Mais au-delà de l’exégèse des textes, l’incroyable dramaturgie de la dernière nuit où l’Europe a pris, avec succès, le risque de faire capoter les discussions pour forcer l’Inde à bouger, marquera les esprits. (Le pays refusait un texte juridiquement contraignant, demandé par l’Union européenne. Lors d’une suspension de séance, la commissaire s’est assise face à la ministre indienne pour trouver un accord, ndlr). Il en restera l’idée que, d’une manière ou d’une autre, le régime climatique post-2020 devra être juridiquement contraignant.
Cependant, même si cet accord représente une avancée sur la forme, il reste largement insuffisant en substance. Les engagements de réductions d’émissions à l’horizon 2020 sont toujours insuffisants pour donner une chance raisonnable d’atteindre l’objectif de limitation de la hausse des températures à 2°C. Les pays sont donc toujours incohérents vis-à-vis de la science. Mais aussi vis-à-vis d’eux-mêmes, puisqu’ils ont pris cet objectif à Copenhague en 2009, et l’ont rappelé ici à Durban.
Le texte adopté est-il proche des objectifs de la feuille de route européenne ?

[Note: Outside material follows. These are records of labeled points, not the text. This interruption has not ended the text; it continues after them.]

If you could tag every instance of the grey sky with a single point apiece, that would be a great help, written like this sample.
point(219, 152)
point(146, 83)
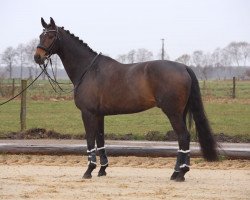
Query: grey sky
point(116, 26)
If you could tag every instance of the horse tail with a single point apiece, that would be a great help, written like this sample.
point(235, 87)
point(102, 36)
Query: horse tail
point(196, 108)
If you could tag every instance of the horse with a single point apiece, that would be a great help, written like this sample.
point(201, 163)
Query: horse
point(103, 86)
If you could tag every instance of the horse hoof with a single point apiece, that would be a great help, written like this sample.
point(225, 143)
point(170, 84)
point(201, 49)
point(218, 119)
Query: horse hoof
point(174, 176)
point(102, 173)
point(180, 179)
point(87, 176)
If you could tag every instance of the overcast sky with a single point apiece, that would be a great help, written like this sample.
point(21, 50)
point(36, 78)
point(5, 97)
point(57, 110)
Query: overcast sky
point(115, 27)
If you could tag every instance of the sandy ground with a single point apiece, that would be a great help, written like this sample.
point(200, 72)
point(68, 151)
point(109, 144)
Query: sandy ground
point(59, 177)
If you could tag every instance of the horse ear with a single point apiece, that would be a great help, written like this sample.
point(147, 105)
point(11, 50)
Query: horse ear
point(52, 22)
point(44, 24)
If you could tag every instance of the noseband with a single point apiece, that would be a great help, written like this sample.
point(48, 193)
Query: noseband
point(49, 49)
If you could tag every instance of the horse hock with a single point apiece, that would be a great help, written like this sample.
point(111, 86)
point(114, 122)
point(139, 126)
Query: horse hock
point(181, 166)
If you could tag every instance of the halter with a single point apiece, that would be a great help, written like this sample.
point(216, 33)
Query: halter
point(49, 49)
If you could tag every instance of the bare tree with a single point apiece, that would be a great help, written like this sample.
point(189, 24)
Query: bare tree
point(9, 59)
point(159, 55)
point(143, 55)
point(185, 59)
point(122, 58)
point(239, 51)
point(197, 58)
point(221, 57)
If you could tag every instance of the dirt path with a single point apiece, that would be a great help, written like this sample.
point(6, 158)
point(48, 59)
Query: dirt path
point(59, 177)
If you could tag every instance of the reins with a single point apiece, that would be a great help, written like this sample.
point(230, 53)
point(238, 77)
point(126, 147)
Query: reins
point(53, 82)
point(43, 70)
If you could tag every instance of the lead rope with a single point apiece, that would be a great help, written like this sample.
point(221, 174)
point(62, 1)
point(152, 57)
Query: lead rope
point(43, 70)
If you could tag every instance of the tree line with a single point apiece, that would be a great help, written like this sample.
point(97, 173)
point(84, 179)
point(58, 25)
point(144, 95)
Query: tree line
point(235, 54)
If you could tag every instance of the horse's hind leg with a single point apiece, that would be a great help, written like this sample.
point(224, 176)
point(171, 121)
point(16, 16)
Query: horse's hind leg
point(101, 147)
point(183, 155)
point(91, 127)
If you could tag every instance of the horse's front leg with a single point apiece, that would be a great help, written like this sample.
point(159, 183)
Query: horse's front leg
point(91, 128)
point(101, 147)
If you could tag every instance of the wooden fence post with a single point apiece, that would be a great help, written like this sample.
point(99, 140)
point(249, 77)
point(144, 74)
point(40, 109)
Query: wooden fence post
point(13, 87)
point(234, 84)
point(23, 105)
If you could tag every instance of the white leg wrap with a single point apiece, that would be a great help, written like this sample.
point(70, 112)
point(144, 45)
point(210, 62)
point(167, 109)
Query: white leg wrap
point(90, 151)
point(98, 149)
point(182, 151)
point(184, 165)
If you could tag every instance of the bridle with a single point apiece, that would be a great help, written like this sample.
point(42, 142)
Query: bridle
point(49, 49)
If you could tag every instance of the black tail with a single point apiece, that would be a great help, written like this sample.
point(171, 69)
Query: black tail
point(205, 135)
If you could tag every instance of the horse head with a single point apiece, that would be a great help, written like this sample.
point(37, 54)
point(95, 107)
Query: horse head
point(49, 39)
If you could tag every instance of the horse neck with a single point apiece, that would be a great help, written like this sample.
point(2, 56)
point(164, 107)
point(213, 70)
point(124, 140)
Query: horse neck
point(75, 57)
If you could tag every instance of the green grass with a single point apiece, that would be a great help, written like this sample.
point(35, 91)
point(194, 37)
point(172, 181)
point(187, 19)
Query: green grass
point(231, 118)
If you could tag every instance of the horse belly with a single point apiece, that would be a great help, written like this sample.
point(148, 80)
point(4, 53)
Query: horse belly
point(127, 100)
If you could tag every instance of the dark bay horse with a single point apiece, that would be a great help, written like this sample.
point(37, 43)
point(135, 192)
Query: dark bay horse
point(104, 86)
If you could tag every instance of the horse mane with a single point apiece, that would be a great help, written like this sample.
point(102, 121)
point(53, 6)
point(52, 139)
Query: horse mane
point(78, 39)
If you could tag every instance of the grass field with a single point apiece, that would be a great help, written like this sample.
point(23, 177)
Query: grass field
point(226, 115)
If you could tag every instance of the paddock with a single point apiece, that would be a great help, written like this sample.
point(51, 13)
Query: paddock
point(60, 177)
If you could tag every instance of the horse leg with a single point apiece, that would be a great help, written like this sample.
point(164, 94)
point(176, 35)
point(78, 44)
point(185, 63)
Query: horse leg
point(183, 155)
point(91, 127)
point(101, 148)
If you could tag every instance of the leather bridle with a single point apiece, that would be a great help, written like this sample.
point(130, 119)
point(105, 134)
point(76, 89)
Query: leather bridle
point(49, 49)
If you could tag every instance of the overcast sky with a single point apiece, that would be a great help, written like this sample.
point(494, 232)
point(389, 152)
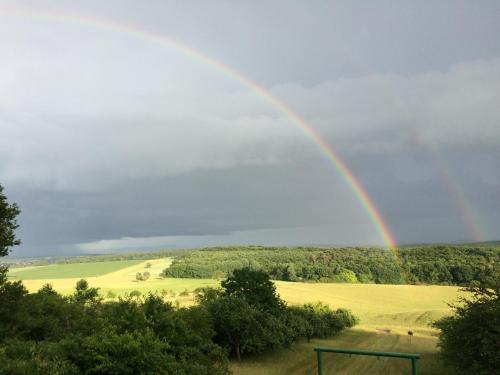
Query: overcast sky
point(110, 141)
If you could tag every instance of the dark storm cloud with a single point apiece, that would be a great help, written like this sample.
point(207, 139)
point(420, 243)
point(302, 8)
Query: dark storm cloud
point(108, 141)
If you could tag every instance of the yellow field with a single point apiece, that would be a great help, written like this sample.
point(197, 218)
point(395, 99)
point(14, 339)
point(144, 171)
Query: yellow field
point(123, 281)
point(387, 312)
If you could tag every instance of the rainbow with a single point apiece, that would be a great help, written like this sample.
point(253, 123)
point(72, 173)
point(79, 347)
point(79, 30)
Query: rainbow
point(164, 41)
point(455, 191)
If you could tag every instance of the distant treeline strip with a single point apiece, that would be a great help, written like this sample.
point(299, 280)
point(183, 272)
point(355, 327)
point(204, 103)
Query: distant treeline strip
point(25, 262)
point(443, 264)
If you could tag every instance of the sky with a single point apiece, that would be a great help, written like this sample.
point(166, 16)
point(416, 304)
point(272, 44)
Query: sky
point(113, 140)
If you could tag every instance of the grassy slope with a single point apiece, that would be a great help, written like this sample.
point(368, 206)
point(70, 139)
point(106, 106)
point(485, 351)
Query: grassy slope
point(408, 306)
point(301, 359)
point(123, 279)
point(64, 271)
point(394, 307)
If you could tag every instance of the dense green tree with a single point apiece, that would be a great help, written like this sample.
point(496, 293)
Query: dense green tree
point(469, 341)
point(8, 224)
point(253, 286)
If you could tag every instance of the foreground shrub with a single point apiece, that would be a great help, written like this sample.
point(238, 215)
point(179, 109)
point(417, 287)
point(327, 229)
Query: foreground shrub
point(469, 341)
point(250, 318)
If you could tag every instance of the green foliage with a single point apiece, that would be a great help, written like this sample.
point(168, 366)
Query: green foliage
point(111, 294)
point(8, 224)
point(135, 293)
point(79, 334)
point(470, 340)
point(454, 265)
point(450, 265)
point(253, 286)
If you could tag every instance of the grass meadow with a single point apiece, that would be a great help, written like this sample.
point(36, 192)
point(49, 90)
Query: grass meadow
point(386, 313)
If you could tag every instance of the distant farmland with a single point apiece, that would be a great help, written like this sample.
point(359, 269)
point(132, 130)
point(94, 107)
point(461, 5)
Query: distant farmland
point(64, 271)
point(386, 312)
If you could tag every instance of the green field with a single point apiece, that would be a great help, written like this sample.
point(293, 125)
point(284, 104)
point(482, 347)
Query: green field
point(64, 271)
point(301, 359)
point(381, 308)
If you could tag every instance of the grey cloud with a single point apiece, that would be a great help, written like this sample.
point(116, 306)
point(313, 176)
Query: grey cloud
point(107, 136)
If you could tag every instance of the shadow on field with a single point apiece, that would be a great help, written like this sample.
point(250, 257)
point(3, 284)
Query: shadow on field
point(301, 359)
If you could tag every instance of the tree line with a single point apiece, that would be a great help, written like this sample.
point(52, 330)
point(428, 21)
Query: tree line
point(440, 264)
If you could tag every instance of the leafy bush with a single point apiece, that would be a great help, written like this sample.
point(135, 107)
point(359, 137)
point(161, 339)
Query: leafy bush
point(469, 341)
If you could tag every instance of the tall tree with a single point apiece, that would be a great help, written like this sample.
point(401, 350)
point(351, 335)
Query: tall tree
point(8, 224)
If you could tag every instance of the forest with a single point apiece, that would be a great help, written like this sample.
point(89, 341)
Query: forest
point(438, 264)
point(48, 333)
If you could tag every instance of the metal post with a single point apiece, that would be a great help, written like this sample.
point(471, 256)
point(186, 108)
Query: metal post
point(411, 356)
point(413, 366)
point(320, 362)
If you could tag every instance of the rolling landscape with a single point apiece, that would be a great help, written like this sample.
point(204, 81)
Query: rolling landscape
point(386, 312)
point(249, 187)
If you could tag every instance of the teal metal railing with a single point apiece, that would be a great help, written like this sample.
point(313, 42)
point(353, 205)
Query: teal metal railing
point(410, 356)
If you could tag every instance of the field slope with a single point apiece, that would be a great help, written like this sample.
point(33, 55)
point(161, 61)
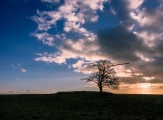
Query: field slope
point(81, 106)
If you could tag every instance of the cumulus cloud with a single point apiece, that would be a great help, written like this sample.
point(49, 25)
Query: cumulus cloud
point(135, 37)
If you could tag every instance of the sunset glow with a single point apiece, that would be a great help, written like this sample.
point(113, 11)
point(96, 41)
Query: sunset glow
point(45, 45)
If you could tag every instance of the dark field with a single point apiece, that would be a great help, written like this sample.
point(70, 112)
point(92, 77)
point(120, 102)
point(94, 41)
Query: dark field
point(81, 106)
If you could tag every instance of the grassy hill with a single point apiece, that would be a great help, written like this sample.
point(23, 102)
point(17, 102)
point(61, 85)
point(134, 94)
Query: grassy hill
point(81, 106)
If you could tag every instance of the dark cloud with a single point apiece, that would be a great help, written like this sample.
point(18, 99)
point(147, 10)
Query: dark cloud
point(119, 43)
point(121, 9)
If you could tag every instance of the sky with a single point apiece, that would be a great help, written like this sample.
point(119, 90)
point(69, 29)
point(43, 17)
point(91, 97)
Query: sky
point(45, 44)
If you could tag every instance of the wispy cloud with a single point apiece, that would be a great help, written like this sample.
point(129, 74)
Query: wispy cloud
point(15, 91)
point(23, 70)
point(137, 36)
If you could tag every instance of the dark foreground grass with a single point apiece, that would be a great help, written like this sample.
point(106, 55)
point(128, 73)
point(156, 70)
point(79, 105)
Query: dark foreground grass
point(81, 106)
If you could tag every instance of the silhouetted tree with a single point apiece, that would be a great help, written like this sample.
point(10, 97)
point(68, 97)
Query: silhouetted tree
point(104, 75)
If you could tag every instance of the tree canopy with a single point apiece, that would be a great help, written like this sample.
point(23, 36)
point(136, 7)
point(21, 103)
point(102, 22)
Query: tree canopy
point(103, 74)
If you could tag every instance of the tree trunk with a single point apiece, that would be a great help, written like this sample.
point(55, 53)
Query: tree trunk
point(100, 87)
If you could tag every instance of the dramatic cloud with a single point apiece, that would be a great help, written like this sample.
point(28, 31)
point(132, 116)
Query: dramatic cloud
point(14, 91)
point(132, 34)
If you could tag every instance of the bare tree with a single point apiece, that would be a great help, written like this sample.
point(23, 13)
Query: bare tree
point(104, 75)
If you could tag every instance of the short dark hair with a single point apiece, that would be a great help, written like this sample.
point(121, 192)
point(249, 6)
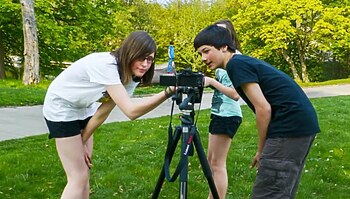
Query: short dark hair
point(216, 36)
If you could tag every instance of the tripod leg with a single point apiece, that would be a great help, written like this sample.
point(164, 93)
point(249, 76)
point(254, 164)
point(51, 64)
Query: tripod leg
point(161, 177)
point(205, 165)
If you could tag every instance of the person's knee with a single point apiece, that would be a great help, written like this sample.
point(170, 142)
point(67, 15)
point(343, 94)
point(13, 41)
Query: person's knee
point(216, 164)
point(79, 178)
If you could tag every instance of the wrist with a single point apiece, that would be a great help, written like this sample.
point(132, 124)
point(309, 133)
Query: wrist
point(168, 92)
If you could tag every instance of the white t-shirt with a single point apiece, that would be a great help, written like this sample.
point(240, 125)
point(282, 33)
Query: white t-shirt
point(73, 95)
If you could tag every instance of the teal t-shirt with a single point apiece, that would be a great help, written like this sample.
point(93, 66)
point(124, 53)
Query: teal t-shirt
point(222, 105)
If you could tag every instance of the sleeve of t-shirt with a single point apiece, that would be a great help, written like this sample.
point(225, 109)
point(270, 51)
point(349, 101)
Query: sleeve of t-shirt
point(241, 72)
point(223, 78)
point(103, 73)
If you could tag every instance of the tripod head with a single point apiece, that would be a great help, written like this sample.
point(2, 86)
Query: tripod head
point(187, 82)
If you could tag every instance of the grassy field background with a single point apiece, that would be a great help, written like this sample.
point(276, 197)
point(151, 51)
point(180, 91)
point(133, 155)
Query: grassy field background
point(128, 157)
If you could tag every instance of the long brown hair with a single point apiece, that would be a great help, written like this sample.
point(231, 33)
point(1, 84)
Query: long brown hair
point(136, 46)
point(232, 30)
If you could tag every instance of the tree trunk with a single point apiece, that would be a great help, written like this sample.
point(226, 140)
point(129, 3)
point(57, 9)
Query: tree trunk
point(2, 59)
point(31, 52)
point(304, 74)
point(291, 64)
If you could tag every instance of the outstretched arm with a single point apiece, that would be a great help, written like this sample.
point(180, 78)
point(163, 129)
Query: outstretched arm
point(121, 98)
point(128, 107)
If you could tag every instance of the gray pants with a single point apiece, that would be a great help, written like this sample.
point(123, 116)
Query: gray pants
point(281, 165)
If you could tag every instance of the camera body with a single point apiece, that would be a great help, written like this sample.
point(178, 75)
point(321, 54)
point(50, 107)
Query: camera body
point(187, 82)
point(186, 78)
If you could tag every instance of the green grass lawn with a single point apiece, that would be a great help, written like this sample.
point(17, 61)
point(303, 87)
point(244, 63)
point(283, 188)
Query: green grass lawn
point(14, 93)
point(128, 157)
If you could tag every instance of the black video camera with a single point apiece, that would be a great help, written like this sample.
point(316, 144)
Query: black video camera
point(188, 82)
point(186, 78)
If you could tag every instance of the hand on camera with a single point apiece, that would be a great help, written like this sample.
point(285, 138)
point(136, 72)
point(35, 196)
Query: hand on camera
point(208, 82)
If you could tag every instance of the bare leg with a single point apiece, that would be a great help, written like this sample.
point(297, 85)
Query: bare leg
point(72, 154)
point(218, 148)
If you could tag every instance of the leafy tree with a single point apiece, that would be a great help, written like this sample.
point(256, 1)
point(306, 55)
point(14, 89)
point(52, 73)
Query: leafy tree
point(31, 54)
point(11, 36)
point(280, 28)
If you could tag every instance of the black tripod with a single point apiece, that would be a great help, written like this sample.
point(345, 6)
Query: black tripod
point(190, 136)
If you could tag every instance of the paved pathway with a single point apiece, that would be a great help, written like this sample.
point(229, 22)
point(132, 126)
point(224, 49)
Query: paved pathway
point(20, 122)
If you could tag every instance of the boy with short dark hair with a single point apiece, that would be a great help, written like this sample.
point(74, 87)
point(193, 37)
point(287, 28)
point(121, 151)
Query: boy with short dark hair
point(286, 120)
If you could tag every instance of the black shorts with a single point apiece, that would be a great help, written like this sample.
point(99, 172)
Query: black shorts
point(66, 129)
point(224, 125)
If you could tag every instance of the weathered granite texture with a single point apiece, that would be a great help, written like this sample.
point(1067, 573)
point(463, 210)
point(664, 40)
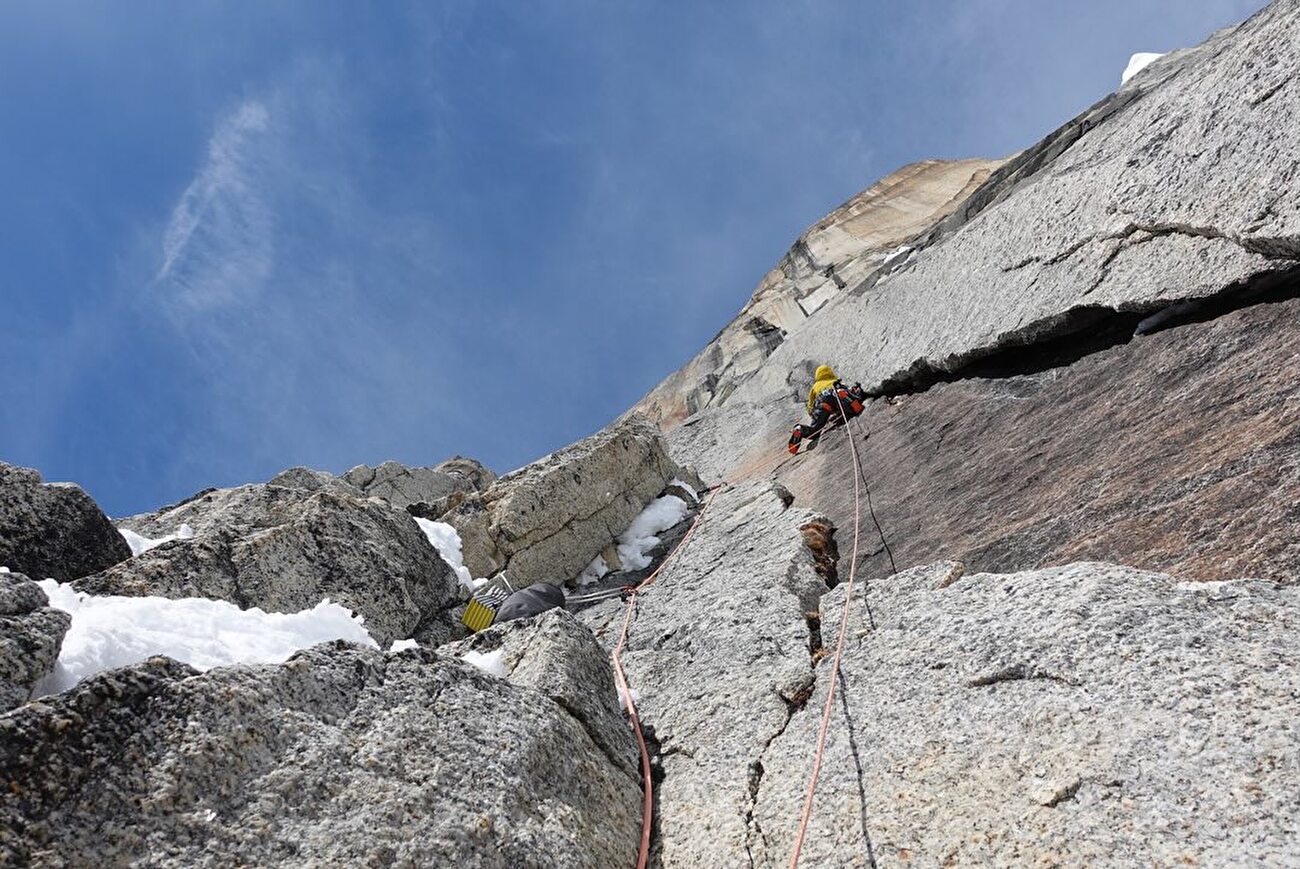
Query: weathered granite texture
point(53, 528)
point(719, 656)
point(31, 634)
point(284, 549)
point(1181, 185)
point(1080, 716)
point(341, 756)
point(1178, 452)
point(404, 487)
point(549, 519)
point(857, 241)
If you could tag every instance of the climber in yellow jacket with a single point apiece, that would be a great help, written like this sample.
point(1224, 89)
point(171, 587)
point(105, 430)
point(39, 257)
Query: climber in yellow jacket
point(828, 400)
point(822, 380)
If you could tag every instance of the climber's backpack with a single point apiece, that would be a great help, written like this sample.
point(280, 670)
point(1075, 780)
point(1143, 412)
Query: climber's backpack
point(533, 600)
point(481, 610)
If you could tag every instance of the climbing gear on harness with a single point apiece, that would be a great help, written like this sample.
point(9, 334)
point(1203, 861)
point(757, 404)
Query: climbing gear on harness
point(836, 402)
point(532, 600)
point(481, 609)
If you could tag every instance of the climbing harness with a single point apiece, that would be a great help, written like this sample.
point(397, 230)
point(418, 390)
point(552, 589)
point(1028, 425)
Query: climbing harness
point(481, 609)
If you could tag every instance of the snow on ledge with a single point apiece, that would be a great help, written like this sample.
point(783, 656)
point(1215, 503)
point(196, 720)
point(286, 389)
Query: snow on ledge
point(141, 544)
point(111, 631)
point(490, 662)
point(1138, 63)
point(446, 540)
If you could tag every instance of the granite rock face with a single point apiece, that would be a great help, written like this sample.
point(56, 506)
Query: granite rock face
point(1178, 452)
point(341, 756)
point(1179, 186)
point(858, 241)
point(404, 487)
point(547, 521)
point(1078, 716)
point(53, 528)
point(719, 656)
point(285, 549)
point(31, 634)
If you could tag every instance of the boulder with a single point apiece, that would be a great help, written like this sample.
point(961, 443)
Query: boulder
point(31, 634)
point(406, 487)
point(856, 242)
point(53, 528)
point(1178, 452)
point(312, 480)
point(1073, 716)
point(547, 521)
point(284, 549)
point(718, 658)
point(339, 756)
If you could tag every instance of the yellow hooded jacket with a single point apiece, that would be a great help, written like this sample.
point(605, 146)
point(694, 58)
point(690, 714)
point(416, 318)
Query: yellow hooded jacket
point(823, 379)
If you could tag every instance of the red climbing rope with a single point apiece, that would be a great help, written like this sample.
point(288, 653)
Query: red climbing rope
point(839, 651)
point(625, 690)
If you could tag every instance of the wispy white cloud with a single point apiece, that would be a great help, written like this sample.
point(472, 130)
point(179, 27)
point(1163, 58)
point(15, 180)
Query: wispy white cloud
point(219, 246)
point(298, 292)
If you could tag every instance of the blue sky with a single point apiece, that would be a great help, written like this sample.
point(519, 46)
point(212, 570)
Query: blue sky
point(237, 237)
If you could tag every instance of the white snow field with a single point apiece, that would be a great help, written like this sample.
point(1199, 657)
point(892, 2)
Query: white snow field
point(1138, 63)
point(142, 544)
point(446, 540)
point(115, 631)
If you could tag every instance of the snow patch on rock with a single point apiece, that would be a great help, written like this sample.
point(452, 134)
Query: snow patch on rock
point(111, 631)
point(642, 535)
point(446, 540)
point(141, 544)
point(1138, 63)
point(490, 662)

A la différence de Copenhague, où l’Europe avait été largement exclue de l’accord entre les États Unis et les pays émergents, elle a été ici à Durban au centre des négociations. C’est autour de sa proposition de feuille de route pour un régime climatique post-2020 juridiquement contraignant, en échange d’une deuxième période d’engagement du Protocole de Kyoto, que se sont construites les négociations.
L’Europe n’a pas pu imposer l’idée d’un Protocole en 2020 couvrant l’ensemble des pays, et la deuxième période d’engagement du Protocole de Kyoto, de 2012 à 2017 ou 2020, n’est pas non plus gravée dans le marbre. Mais l’Europe a su, par ténacité et grâce à son alliance avec les petits États insulaires et les pays les moins avancés, injecter de l’ambition dans ces négociations.
En cas d’échec, certains États et l’Union européenne envisageaient de reprendre les négociations lors du Sommet pour la Terre , Rio +20, en Juin prochain…
Il était très important pour Rio+20 que Durban aboutisse. Si l’échec avait été total, relancer le processus lors du sommet de la Terre aurait détourné ce dernier de ces objectifs premiers. Cet accord permet encore d’imaginer une issue positive pour Rio+20. Mais, en raison du contexte, cela sera très difficile.
Aujourd’hui, il n’y a que peu de pression politique sur la question du changement climatique, car les États sont concentrés sur la résolution de la crise économique. Cela peut se comprendre, pourtant, il ne faut pas se tromper, climat et économie sont indissociables, et imposent de repenser notre modèle de croissance.
Si rien n’est fait, la prochaine crise est prévisible, elle sera climatique, et elle se traduira par une crise économique. Ce serait une erreur de séparer ces sujets, et d’accorder la priorité à l’un ou à l’autre. Il ne peut pas y avoir de relance durable de la croissance économique sans prise en compte du besoin de réduire les émissions de gaz à effet de serre. C’est une simple question de cohérence.
Quelles sont maintenant les prochaines étapes ?
La COP18 au Qatar en 2013. Les États doivent décider de conclure le groupe de travail sur le renforcement et la mise en œuvre des engagements pris pour 2020.
Il faudra également prendre des décisions sur le protocole de Kyoto afin d’en assurer la transition.
Cette prochaine réunion sera aussi l’occasion de lancer le groupe de travail sur la « Plateforme Durban », qui aura pour objectif de discuter des modalités de l’accord post-2020.